A session on claims at the Canadian Reinsurance Conference held in Toronto earlier this year was a neat reminder of the technology gap between underwriting and claims. Increasingly underwriting is underpinned by technology. E-apps and underwriting engines combine a speedy, efficient process with the generation of valuable management information. Claims, on the other hand, still involve a lot of paper and relatively little support by systems.
David Nicolai of Fineos reported research showing that most carriers do not have integrated solutions that support the whole of the claim process. What systems there are tend to facilitate only part of the process and often have been built in-house. As a result the claims process is unnecessarily complex, consistent decision-making and customer service are difficult to deliver, and the data needed to analyze experience and performance is lacking.
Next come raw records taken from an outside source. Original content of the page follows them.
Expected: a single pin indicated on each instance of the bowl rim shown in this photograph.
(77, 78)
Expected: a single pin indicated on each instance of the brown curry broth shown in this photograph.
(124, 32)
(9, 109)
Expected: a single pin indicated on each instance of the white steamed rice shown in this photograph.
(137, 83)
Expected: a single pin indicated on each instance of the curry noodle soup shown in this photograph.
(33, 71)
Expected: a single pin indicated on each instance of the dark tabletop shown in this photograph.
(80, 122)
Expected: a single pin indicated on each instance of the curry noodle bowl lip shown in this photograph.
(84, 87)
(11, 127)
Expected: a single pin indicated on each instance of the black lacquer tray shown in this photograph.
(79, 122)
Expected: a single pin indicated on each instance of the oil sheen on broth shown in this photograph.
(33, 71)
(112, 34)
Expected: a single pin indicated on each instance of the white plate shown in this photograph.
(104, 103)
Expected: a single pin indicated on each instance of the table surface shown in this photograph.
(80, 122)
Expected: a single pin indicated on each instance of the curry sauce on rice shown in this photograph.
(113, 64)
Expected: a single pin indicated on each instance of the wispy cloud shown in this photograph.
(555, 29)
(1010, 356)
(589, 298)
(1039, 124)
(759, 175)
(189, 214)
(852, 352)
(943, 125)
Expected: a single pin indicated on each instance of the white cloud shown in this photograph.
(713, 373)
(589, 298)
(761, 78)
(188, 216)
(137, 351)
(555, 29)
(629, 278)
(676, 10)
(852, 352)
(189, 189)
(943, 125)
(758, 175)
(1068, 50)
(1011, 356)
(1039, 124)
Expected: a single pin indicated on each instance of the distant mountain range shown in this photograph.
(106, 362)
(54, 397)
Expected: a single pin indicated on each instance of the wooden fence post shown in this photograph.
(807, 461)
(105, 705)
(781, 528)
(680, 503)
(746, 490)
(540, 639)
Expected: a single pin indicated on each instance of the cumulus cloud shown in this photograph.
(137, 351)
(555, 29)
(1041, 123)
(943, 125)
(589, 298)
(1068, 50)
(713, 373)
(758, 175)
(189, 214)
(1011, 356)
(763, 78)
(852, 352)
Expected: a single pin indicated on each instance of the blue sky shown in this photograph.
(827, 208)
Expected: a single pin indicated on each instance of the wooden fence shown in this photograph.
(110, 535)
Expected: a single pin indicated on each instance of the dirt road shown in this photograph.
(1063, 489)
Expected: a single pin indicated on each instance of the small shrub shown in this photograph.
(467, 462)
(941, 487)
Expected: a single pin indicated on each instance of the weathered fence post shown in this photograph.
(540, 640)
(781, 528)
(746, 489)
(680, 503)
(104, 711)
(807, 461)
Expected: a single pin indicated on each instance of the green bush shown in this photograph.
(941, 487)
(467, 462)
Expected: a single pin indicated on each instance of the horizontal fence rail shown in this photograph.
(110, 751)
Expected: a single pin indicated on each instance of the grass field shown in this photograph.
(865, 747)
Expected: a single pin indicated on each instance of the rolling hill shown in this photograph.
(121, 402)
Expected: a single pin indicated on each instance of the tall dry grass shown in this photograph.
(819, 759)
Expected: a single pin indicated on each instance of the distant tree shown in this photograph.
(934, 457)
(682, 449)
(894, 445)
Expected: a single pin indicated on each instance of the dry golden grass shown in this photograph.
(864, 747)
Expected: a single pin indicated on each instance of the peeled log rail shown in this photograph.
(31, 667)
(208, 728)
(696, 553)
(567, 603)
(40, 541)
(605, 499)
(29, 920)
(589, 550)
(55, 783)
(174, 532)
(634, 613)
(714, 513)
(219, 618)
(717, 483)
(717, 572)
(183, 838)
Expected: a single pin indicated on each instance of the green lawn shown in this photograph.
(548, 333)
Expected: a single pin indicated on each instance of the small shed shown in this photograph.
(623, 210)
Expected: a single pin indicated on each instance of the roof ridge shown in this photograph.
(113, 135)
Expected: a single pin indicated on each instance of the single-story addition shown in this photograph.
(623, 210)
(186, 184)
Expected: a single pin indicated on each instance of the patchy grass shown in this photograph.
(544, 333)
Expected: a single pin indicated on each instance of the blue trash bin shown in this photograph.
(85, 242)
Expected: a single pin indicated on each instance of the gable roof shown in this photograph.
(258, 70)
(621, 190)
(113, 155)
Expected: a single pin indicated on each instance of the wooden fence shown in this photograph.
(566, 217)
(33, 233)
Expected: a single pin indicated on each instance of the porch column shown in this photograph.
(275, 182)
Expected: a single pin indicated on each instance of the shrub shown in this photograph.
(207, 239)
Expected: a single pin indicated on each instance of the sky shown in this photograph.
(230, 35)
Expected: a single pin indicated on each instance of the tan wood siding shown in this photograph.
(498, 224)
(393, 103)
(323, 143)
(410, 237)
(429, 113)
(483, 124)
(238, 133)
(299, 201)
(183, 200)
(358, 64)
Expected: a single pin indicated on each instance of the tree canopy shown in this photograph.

The vision Nicolai offered was of smart claims processing enabled by technology, for example:
- Automated assignment via workflow of cases to assessors based on claim characteristics and assessor authority/experience
- Electronic claim files
- ‘Once and done’ record set-up
- Automated data-driven processing and workflow including case triage, alerts, diarization, reserve calculation, etc
- Monitoring and management of third-party provider activities and relationships
- Centralized document generation and imaging.
Via a claims system’s ‘dashboard’ or ‘workbench’, carriers could analyze detailed management information with a view to developing outcome-based case management strategies that can be adjusted in response to claim trends. For example, ‘high-risk’ claims could be identified earlier.
As we have said before, technology can deliver benefits for claimants too via:
- Higher visibility of claims on company websites
- Online guides to the claim process
- Online notification and submission of claims documentation
- Claim teleinterviews (though the phone is pretty old technology)
- Leveraging the technology inherent in smartphones
- Making use of what ‘digital medicine’ has to offer in terms of quantity, quality and availability of information.
All this ought to be a no-brainer, but insurers tend to see claims as unglamorous, a distinctly poor relation to new business.
New business is positive and sexy. Getting new customers on the books and keeping distributors sweet is important. Combine those factors with the high volumes (compared to claims) and the scope for efficiency savings, and there’s a willingness to invest in technology.
Claims, on the other hand, is a low-volume business, and maybe low-profile too – although get claims wrong and your reputation can be damaged severely and quickly. While one might concede that low volumes are why claims are farther down the priority list when it comes to process investment, there has to come a time when claims get up there with the other front-runners.
For a start, claimants know a clunky, steam-page process when they are in it. Even if you pay the right amount without quibble, the fact that it took a long time and wasn’t the best customer experience does the brand no favors. Then there are benefits like more consistent decision-making, reduced risk of errors, efficiency savings long-term, all that valuable management information and the ability to make service and other improvements in a structured way. All that constitutes competitive advantage over the laggards that shortsightedly fail to invest.
You know it makes sense. Time for Cinderella to go places.